7. The scene that ruins everything
Sci-fi above all is about suspension of disbelief, about the joys of pure escapism. So much effort has gone into creating this galaxy far, far away — and for much of the film you buy into it: the alien creatures, the amazing spaceships that can warp speed blind from one side of the galaxy to the other without bumping into even the tiniest rock, the desert planet and the tree-y, snow-y planet which look likes ours yet so very different. But then, about three-quarters of the way in is a scene so ludicrously implausible that all the magic is lost.
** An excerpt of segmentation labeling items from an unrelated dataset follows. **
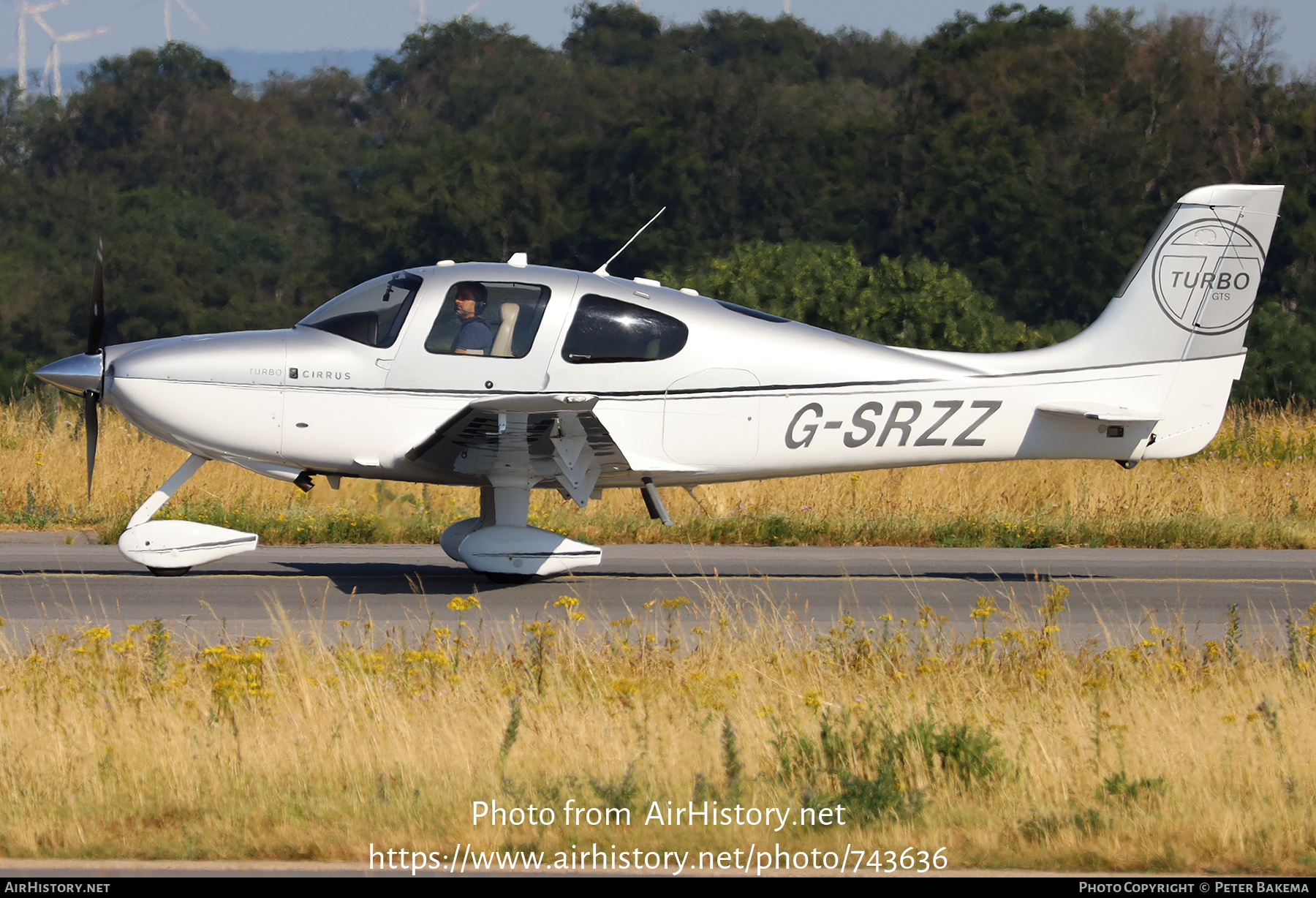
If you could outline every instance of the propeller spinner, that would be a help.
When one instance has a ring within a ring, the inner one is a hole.
[[[96,441],[100,438],[97,406],[105,384],[105,353],[101,338],[105,332],[105,275],[101,259],[103,245],[96,242],[96,273],[91,282],[91,315],[87,320],[87,352],[51,362],[37,371],[37,377],[66,392],[83,398],[83,417],[87,425],[87,498],[91,499],[91,478],[96,470]]]

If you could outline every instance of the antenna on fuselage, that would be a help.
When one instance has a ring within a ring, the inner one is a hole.
[[[662,215],[662,213],[663,213],[663,212],[666,212],[666,211],[667,211],[667,207],[665,205],[665,207],[662,207],[661,209],[658,209],[658,215]],[[647,228],[647,226],[649,226],[649,225],[651,225],[651,224],[653,224],[654,221],[657,221],[657,220],[658,220],[658,215],[655,215],[654,217],[649,219],[649,221],[646,221],[646,223],[645,223],[645,228]],[[645,228],[641,228],[640,230],[637,230],[637,232],[636,232],[636,237],[638,237],[640,234],[645,233]],[[624,244],[624,245],[621,246],[621,249],[619,249],[619,250],[617,250],[616,253],[613,253],[613,254],[612,254],[612,258],[609,258],[609,259],[608,259],[607,262],[604,262],[604,263],[603,263],[603,265],[600,265],[600,266],[599,266],[597,269],[595,269],[595,271],[594,271],[594,273],[595,273],[595,274],[601,274],[603,277],[605,277],[605,278],[607,278],[607,277],[608,277],[608,266],[609,266],[609,265],[612,265],[612,263],[613,263],[613,261],[615,261],[615,259],[616,259],[616,258],[617,258],[619,255],[621,255],[622,253],[625,253],[625,251],[626,251],[626,246],[630,246],[630,245],[632,245],[633,242],[636,242],[636,237],[632,237],[630,240],[628,240],[628,241],[626,241],[626,242],[625,242],[625,244]]]

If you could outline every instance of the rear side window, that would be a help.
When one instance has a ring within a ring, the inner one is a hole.
[[[688,336],[686,325],[670,315],[588,294],[567,329],[562,358],[574,365],[671,358]]]
[[[422,283],[411,271],[386,274],[334,296],[299,324],[367,346],[392,346]]]

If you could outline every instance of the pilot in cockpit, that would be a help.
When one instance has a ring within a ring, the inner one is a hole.
[[[488,304],[490,292],[482,283],[463,280],[457,284],[457,320],[462,329],[453,342],[453,352],[459,356],[488,356],[494,346],[494,328],[480,317]]]

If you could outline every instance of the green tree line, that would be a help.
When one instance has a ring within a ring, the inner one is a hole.
[[[1166,208],[1284,183],[1240,391],[1316,399],[1316,84],[1278,22],[1023,4],[921,41],[587,3],[558,47],[462,17],[365,76],[236,83],[184,43],[0,92],[0,377],[108,337],[286,327],[440,258],[613,265],[857,336],[1013,349],[1104,308]]]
It happens during the X-wing fighter attack on the Bigger Death Star (or whatever it’s called). In one of the X-wing fighters, the co-pilot — or “back seat driver” as she should be more correctly called — is clearly identifiable as female. Yet at no stage during the attack is her fighter’s progress marred by poor map-reading, irksome injunctions to turn the windscreen wipers on or off and the music down, expressed anxieties about whether the fuel and oil levels have been checked recently, or indeed even low-level nagging and bickering and suggestions that the stubborn driver stop and ask for directions.
Extraordinarily, not only does the X-wing fighter fail to crash, but it actually reaches its target on time and delivers its payload accurately. Everyone knows that even in a galaxy far, far away, such a scenario would be quite beyond the realms of possibility.
8. “George, you can type this shit, but you can’t say it.”
This reboot’s fidelity to the qualities of the original screenplay is impressive indeed.